The answer is simply to set up the main anchor behind the climber in self-arrest (instead of between the climber and the crevasse). Attach the climbing rope to the main anchor with a friction knot or ascender—but at this point, leave a couple of feet of slack between the main anchor and the climber in self-arrest, so that this climber isn't trapped in the system by tension on the rope.
This is where a temporary anchor comes in. Between the climber and the crevasse, set up a temporary anchor and use a prusik sling to secure the rope to it. This permits the climber to ease off from the self-arrest position, let the temporary anchor take over the weight, and untie from the climbing rope.
Now the rescuers can set up a normal Z-pulley in front of the main anchor. They now have plenty of working space. Once hauling begins, the prusik attached to the temporary anchor can be untied.

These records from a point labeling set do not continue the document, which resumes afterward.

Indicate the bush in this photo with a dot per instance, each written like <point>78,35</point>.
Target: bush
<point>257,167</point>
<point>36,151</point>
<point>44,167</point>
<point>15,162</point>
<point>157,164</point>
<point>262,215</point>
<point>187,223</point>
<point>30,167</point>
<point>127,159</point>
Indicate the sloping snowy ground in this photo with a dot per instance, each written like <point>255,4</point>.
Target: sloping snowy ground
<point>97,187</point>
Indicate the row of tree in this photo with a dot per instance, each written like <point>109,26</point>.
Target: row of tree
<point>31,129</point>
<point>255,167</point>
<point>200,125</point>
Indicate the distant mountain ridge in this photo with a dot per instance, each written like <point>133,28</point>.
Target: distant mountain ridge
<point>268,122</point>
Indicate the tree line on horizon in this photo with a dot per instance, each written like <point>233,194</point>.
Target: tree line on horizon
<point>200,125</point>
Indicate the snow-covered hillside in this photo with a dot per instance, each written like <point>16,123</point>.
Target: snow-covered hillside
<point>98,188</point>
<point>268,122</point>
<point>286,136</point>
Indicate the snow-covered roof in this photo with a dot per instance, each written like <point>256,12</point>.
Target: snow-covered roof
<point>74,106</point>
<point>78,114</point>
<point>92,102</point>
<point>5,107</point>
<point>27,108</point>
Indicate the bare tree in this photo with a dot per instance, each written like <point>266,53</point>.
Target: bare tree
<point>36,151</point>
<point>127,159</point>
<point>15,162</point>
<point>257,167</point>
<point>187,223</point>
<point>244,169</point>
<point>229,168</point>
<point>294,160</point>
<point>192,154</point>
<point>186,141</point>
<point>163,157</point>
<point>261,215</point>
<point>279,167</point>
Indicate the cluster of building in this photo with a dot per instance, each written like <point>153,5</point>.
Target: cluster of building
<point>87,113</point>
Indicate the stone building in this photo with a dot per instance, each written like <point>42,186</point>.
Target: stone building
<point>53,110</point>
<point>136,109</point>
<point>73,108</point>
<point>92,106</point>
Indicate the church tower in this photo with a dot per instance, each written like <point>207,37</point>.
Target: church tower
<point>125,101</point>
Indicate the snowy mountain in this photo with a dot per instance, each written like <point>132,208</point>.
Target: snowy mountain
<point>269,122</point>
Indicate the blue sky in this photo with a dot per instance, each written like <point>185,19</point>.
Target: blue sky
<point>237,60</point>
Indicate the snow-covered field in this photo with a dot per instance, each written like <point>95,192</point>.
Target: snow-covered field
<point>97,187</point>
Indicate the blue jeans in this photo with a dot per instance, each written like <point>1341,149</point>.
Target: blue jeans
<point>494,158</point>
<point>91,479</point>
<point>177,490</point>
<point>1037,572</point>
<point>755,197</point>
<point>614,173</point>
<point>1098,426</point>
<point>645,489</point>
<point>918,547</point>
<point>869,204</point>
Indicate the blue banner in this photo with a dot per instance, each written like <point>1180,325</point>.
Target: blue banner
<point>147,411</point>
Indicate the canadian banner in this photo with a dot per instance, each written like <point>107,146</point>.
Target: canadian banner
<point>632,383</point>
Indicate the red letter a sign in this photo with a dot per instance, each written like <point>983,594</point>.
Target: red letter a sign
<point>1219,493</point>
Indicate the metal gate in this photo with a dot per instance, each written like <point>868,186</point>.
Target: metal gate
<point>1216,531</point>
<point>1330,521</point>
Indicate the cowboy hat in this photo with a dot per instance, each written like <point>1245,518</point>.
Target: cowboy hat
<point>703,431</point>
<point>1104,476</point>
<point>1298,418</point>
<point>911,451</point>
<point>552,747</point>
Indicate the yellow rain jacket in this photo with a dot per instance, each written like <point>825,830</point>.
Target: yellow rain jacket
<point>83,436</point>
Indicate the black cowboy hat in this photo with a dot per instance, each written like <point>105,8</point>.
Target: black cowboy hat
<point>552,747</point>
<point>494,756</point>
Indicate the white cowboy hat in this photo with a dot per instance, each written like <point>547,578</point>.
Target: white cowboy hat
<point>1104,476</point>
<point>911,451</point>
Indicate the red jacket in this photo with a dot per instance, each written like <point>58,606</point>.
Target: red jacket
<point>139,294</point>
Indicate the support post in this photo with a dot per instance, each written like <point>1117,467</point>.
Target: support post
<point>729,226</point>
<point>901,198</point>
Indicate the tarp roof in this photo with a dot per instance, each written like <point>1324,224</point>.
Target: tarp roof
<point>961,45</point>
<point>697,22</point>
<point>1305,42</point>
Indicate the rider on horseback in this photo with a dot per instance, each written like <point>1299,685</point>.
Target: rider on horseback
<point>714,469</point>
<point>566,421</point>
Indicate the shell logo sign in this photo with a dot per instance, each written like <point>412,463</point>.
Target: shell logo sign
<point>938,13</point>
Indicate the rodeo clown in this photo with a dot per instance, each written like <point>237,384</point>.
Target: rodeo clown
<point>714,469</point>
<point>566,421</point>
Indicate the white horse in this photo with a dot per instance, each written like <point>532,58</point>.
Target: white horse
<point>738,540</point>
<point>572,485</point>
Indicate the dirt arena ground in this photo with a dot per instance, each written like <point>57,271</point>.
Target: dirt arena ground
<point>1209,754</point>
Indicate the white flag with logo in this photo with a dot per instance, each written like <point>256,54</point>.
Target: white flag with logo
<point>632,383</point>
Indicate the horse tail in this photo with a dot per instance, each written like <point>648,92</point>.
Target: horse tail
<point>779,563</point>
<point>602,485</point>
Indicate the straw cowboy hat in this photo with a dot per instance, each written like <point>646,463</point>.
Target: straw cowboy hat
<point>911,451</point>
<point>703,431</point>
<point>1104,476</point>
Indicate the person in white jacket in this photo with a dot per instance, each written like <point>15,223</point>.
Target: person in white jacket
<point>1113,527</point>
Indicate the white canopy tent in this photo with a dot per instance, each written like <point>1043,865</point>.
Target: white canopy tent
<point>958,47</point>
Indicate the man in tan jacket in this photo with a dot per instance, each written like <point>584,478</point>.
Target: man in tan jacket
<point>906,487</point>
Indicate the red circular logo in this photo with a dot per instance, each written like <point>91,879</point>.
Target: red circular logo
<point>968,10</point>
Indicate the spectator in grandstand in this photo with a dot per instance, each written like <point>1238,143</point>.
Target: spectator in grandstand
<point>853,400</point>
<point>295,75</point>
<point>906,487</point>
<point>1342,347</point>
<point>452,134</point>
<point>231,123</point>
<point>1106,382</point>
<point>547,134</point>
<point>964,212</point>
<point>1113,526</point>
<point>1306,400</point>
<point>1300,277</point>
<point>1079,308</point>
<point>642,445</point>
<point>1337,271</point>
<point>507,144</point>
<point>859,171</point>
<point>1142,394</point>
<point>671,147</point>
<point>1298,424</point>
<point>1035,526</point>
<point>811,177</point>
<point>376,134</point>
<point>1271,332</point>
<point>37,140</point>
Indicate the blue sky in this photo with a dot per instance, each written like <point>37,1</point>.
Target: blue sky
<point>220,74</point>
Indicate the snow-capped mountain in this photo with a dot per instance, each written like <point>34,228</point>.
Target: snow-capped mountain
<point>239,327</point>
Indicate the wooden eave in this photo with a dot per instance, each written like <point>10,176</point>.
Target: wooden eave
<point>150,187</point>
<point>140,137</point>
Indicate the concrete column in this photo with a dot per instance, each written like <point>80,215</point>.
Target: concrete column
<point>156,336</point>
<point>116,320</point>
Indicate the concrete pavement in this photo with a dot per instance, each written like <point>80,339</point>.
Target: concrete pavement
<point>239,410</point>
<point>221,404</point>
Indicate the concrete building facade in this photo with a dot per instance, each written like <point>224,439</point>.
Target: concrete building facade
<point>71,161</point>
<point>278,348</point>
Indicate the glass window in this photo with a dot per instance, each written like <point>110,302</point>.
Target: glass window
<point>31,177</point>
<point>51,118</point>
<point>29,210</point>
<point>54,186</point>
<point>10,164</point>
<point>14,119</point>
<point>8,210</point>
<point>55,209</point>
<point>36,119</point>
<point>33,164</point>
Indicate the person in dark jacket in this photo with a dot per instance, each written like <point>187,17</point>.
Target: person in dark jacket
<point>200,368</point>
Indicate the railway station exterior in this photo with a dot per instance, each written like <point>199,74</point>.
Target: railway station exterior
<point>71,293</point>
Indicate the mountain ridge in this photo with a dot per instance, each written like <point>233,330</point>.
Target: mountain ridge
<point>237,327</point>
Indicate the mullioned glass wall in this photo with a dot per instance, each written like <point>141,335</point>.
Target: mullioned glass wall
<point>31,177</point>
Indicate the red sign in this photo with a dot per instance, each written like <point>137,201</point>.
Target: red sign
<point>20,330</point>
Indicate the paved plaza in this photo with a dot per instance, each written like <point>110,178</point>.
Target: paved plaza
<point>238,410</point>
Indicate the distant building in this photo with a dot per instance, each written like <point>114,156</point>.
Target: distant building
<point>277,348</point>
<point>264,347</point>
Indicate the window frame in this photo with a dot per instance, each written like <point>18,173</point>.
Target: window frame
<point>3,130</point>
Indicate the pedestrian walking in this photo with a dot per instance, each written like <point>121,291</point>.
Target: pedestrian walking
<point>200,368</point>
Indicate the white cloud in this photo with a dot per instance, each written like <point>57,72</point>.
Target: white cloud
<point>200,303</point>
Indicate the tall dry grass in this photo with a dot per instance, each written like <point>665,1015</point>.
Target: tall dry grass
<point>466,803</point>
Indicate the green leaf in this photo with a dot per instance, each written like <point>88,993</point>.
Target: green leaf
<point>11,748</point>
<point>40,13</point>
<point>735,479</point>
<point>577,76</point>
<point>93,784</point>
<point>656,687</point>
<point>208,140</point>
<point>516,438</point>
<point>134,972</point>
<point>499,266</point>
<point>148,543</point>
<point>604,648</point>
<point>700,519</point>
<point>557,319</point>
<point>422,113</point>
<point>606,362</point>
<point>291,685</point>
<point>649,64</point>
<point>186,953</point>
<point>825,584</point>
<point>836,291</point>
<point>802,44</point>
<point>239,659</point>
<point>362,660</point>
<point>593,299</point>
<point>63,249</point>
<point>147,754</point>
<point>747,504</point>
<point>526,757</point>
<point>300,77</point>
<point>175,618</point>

Rescuers trying to work in a very narrow area between two crevasses can consider moving the operation. The rescue might proceed better if it is run from the opposite side of either crevasse.
Another option in a tight spot is to change the direction of pull on a Z-pulley system. Hook another pulley to the anchor and run the hauling end of the rope through it. Now the rescuers can pull in a direction more parallel to the crevasses.
Rescues from the uphill side of a crevasse are harder than those from the downhill side. If possible, move the operation to the lower side, where it will be easier for rescuers to haul and for the fallen climber to get over the lip of the crevasse.